Project Suggestions

At last, what you've been waiting for. The immaculate, incomparable, incredible, and unfortunately, inevitable, list of suggested projects! These are all suggestions that are drawn from the deep recesses of my brain, which we all know is a dark and often frightening place - so be careful!

Your task: Please read carefully, and feel free to come by and ask me questions (email is OK too). Remember, the best project for you is the one you feel highly motivated to work on, and not one that is simply easy to do -- challenge yourself and you might just produce a publishable piece of quality research.

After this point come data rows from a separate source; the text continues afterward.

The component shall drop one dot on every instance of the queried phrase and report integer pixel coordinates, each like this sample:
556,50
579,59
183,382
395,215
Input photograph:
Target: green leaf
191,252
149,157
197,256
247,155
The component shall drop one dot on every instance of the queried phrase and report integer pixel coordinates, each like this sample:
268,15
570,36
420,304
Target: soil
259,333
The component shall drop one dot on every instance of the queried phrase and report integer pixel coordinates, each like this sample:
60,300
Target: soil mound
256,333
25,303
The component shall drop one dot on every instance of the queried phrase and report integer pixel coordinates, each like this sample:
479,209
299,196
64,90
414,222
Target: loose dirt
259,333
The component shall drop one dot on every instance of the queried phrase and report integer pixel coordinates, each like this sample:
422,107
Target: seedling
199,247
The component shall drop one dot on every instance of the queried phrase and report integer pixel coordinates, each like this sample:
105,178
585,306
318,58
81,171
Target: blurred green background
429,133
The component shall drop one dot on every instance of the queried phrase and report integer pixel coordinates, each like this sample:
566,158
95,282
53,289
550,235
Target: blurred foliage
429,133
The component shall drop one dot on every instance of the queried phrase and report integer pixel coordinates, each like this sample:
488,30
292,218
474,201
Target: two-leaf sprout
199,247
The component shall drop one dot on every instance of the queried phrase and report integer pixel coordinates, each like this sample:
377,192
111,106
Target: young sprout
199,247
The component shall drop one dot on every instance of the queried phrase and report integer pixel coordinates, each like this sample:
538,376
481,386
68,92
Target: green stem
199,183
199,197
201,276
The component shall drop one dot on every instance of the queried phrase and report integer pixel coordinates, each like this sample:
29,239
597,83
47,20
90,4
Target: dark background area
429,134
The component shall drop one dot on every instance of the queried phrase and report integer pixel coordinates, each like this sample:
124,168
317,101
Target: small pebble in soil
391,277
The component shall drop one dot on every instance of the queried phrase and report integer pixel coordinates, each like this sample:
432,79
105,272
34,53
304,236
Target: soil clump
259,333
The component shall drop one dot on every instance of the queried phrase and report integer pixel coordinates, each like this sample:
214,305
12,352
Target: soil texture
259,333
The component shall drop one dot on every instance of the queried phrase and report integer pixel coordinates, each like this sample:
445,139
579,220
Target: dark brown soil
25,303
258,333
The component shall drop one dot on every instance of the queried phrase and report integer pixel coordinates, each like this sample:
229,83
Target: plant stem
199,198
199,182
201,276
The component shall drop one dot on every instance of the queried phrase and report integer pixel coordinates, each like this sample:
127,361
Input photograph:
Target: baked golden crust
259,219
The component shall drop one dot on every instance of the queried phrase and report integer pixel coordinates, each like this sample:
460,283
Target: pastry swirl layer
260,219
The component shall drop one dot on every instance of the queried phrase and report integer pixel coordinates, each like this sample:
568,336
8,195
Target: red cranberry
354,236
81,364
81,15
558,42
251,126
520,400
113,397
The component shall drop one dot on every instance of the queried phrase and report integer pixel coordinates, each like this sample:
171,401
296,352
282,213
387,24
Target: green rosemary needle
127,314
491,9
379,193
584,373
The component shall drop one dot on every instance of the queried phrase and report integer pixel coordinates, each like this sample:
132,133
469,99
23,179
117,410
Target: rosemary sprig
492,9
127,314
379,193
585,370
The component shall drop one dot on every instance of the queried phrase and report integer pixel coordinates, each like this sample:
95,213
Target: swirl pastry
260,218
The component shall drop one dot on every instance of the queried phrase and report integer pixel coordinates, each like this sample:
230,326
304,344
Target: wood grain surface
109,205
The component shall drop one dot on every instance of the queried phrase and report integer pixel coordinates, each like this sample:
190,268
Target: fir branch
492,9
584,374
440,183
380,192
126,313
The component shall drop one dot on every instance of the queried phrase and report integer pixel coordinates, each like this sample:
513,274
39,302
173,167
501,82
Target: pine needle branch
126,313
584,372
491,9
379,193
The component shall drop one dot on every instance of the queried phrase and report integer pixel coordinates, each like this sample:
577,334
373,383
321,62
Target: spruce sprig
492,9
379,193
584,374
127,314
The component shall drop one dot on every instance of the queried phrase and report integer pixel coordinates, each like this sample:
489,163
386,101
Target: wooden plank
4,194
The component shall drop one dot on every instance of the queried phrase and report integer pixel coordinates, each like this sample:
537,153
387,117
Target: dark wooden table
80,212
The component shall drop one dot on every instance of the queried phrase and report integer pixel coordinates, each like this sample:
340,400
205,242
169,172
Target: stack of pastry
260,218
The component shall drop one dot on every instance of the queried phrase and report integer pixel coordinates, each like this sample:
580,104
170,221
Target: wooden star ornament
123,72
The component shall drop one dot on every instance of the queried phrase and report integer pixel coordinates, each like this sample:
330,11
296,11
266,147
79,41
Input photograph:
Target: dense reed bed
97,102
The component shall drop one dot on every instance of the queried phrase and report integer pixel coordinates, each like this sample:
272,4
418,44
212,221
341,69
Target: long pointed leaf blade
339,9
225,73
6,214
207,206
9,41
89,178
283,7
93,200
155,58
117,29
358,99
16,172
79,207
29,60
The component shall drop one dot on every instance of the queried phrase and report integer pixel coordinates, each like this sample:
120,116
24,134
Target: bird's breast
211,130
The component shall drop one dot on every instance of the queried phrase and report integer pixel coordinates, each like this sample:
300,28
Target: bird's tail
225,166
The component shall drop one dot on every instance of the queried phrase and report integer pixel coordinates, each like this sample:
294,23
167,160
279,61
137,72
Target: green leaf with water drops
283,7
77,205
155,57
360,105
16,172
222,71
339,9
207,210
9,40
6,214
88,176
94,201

For each project, the basic idea is presented, although of course in the end it is up to you to decide exactly how to proceed. Also listed are some potentially related bits of research, which you should find out more about as soon as you can.

In all cases, please talk to me EARLY and OFTEN about what you are doing! My role is to give you feedback; your role is to incorporate that feedback into what you are doing and hence do it better. This is why I am often referred to as an advisor - I give advice to others (mostly students) for a living. Yes, I am also referred to by other names, but let's not talk about that here.

Finally, remember that you can come up with your own project, too. But we should talk (a lot) about it to make sure it is feasible, etc.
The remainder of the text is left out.